Debt management

12 Aug, 2015

Finance Minister Ishaq Dar chaired a meeting over the weekend to discuss measures to improve public debt management. This remains an integral component of the 6.64 billion dollar Extended Fund Facility (EFF) programme approved by the International Monetary Fund (IMF) shortly after the Sharif administration was sworn in. The mandatory quarterly eighth review was recently completed; however, the detailed IMF staff report as well as the Letter of Intent (LoI) submitted by the government as a prerequisite for IMF Board approval for the release of the next tranche is still awaited.
A little over a month ago the IMF uploaded the LoI and the seventh staff review of EFF on its website - on 2nd July 2015 - in which the government committed that it would continue efforts to (i) diversify financing from domestic and external debt, (ii) lengthen the maturity profile of domestic debt and (iii) strengthen the debt policy co-ordination office (DPCO) to become functional and undertake analytical functions typical of a middle office. The IMF seventh review report acknowledged that the authorities met end-March 2015 condition on State Bank reorganising the DPCO as a middle office responsible for updating the medium-term debt strategy (MTDS) and monitoring its implementation and co-ordinating credit risk management functions. However, the review specified new time-bound structural benchmarks with respect to the functions of the DPCO - timelines which are still in the future. The DPCO is expected to publish an updated MTDS by end-January 2016, appoint a risk management staff (director and two staff) and begin publishing quarterly debt management risk reports covering all government liabilities including guarantees by end-October 2015. These actions, if taken by the government in letter and spirit, would generate savings as well as account for more effective government borrowing decisions.
Be that as it may, the stock of government debt was as high as 65.3 percent (including guarantees) in 2013-14 and projected at 62 percent in 2014-15. In total terms, total government debt including liabilities were estimated at 14,647 billion rupees in 2012-13, 16,013 billion rupees during the first year of the Sharif administration and 17,126 billion rupees was projected for 2014-15. The review added that efforts continue to diversify financing from domestic and external sources and further lengthen the maturity profile, however, the authorities committed to providing the Fund with a detailed financing plan for the coming 12 months - a prior action agreed before submission of the sixth review report to the IMF Board for approval of the tranche release in December last year. This requirement may have been considered necessary from the Fund's perspective as the government's heavier reliance on borrowing from the banking as well as the non-banking sector (including from the savings centres), given its commitment to severely contain from borrowing from the State Bank, led to crowding out of private sector borrowing with a commensurate negative impact on domestic productivity.
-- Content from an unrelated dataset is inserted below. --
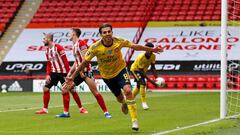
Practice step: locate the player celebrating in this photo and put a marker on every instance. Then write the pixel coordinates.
(112, 68)
(57, 69)
(79, 50)
(139, 69)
Pakistani governments have a poor performance record of taking informed decisions with respect to borrowing. The incumbent government is no exception. Our external and domestic indebtedness is on the rise and more disturbingly the government has issued Eurobonds (including sukuk) at rates well above those prevalent in the international market place. There is a perception that Finance Minister may be reluctant to cede his ministry's power to autonomous institutions and his critics maintain that he is unlikely to implement the agreed IMF condition of strengthening the DPCO in spirit. This would be unfortunate as by strengthening institutions Ishaq Dar would leave a favourable legacy.